Yesterday after once again waiting for several hours at a different truck stop than the one I was in the day before, and after unsuccessfully asking many truck drivers if they could give me a ride, I finally decided at around 4pm that I was not going to sit around and wait any longer and that I was going to start walking towards Tallahassee (a 5 day walk) something that I was truly trying to avoid as much as possible.
So I grabbed my things and went inside the gas station to use the bathroom one last time and refill my water bottle. Then I saw a truck driver who appeared to speak Spanish wandering around the store, so I thought to myself “let me give it one last shot” So I asked him in Spanish which way he was going to? and to my surprise he said “I am going to Tallahassee”.
I briefly told him about my journey and asked him if he could take me with him.
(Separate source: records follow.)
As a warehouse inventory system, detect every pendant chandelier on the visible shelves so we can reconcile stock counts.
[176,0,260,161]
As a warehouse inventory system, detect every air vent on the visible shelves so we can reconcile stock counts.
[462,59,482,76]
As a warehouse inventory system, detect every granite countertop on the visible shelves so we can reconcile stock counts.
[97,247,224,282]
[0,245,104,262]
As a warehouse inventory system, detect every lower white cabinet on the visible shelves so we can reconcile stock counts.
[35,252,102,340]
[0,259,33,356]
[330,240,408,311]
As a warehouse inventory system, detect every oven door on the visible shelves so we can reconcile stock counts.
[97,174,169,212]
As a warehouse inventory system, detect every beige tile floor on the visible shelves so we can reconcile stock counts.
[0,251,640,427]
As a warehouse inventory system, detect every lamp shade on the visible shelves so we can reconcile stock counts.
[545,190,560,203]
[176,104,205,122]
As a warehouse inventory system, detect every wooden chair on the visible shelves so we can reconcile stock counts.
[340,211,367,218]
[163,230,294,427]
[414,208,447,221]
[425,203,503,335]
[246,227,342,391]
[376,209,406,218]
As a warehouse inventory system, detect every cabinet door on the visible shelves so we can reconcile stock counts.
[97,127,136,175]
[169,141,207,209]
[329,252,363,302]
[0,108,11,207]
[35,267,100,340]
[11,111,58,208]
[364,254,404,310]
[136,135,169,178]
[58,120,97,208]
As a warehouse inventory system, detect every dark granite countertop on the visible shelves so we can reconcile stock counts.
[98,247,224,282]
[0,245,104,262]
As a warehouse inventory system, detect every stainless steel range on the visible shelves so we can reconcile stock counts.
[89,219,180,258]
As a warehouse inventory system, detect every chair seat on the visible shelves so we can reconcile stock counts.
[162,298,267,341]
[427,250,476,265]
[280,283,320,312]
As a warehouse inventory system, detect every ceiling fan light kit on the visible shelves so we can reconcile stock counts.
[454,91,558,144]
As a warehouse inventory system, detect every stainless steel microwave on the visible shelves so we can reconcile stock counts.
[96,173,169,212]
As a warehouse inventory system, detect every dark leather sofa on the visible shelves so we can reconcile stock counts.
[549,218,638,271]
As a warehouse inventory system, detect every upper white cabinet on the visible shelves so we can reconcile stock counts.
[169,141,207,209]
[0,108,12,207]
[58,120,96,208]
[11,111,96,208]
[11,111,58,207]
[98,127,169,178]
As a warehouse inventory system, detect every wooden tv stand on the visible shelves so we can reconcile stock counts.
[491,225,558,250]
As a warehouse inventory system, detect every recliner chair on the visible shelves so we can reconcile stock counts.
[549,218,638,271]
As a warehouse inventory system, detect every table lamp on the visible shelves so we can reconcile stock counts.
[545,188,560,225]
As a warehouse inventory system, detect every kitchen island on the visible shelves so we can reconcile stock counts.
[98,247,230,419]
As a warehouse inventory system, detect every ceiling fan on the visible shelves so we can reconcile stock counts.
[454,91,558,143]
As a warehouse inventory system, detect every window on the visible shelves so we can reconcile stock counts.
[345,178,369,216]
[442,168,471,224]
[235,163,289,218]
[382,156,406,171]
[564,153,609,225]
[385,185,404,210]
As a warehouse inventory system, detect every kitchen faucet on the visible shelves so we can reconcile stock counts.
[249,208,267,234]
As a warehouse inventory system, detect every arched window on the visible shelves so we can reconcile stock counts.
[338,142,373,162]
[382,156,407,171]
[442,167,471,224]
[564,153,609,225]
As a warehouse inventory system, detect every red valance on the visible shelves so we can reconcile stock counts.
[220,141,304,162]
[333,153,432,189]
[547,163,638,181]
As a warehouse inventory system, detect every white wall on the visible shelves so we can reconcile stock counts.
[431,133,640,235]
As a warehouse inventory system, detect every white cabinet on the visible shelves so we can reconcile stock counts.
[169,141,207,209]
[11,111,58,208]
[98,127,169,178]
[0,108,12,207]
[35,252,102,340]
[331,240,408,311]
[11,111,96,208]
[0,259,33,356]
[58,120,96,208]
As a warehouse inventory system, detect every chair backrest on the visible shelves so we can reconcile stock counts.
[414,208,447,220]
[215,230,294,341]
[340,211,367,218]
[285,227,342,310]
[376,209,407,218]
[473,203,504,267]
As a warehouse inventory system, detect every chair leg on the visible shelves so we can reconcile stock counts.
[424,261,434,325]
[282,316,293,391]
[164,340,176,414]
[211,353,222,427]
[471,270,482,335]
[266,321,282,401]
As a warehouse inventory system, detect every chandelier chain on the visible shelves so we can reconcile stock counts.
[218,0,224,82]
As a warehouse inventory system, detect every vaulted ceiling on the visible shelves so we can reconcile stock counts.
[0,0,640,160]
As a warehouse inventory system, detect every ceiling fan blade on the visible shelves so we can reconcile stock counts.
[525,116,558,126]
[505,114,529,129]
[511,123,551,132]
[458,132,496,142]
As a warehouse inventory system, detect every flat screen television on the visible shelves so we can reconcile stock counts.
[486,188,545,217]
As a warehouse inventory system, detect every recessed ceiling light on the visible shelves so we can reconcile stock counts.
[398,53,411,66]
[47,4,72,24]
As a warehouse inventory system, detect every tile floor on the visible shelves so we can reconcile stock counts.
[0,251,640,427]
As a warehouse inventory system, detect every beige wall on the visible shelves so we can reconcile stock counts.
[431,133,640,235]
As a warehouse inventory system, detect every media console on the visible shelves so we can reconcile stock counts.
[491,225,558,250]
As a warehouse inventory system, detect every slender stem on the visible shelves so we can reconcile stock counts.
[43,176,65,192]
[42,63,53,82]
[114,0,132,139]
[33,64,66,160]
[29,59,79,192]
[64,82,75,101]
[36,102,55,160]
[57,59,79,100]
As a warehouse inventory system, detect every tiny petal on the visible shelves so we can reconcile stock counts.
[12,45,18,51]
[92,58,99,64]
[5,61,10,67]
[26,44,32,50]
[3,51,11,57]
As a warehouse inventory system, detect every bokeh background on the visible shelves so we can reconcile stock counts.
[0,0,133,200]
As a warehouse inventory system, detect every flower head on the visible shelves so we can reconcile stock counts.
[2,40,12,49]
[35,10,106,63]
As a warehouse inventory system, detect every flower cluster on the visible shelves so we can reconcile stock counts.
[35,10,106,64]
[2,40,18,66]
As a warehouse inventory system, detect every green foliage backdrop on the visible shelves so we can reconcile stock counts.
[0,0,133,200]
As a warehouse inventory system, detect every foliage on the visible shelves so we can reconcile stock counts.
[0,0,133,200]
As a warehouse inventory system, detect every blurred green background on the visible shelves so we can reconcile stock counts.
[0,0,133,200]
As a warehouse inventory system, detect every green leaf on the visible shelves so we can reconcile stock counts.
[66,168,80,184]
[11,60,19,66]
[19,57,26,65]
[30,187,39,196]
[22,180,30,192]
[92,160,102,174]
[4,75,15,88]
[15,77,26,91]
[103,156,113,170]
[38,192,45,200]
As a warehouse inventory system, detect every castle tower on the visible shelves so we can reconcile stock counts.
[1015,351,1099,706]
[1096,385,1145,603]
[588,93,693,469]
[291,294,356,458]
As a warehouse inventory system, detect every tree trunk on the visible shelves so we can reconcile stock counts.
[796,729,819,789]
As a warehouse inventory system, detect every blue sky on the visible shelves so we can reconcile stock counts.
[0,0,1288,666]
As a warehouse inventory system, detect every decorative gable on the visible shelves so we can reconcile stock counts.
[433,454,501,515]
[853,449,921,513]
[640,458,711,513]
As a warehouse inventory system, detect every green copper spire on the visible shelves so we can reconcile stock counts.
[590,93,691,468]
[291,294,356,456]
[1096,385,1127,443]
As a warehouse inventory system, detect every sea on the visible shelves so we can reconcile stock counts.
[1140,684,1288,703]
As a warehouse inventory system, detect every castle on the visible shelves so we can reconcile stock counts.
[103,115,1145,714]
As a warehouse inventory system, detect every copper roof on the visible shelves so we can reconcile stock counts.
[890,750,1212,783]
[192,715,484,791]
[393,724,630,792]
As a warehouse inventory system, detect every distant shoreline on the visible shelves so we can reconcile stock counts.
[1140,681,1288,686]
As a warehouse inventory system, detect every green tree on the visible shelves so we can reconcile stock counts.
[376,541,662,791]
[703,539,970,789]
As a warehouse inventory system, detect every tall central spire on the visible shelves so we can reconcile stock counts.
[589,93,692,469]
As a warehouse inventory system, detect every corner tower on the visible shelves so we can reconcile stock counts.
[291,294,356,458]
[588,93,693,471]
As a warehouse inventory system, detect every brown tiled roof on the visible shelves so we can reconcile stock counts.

He then looked at me up and down while sipping his drink and said “Ok, I’ll take you”. As soon as we got in the truck he began telling me about how he came to America many years ago after the guerilla in El Salvador had killed his father and sister and that they were so poor that many times all they had to eat for dinner was a boiled egg split in 4 pieces for him and his 3 siblings while his Mother watched because there wasn’t enough for her to eat. He never had a chance to go to school because he had to work in the fields since he was a little kid to help her mom. Even Though he was now 60 and despite being a very wise man, I was shocked to hear him say that up until now he still didn’t know how to read or write because all he’s been doing ever since he came to the U.S. was working non stop to save money and bring his family so that they could have a better life.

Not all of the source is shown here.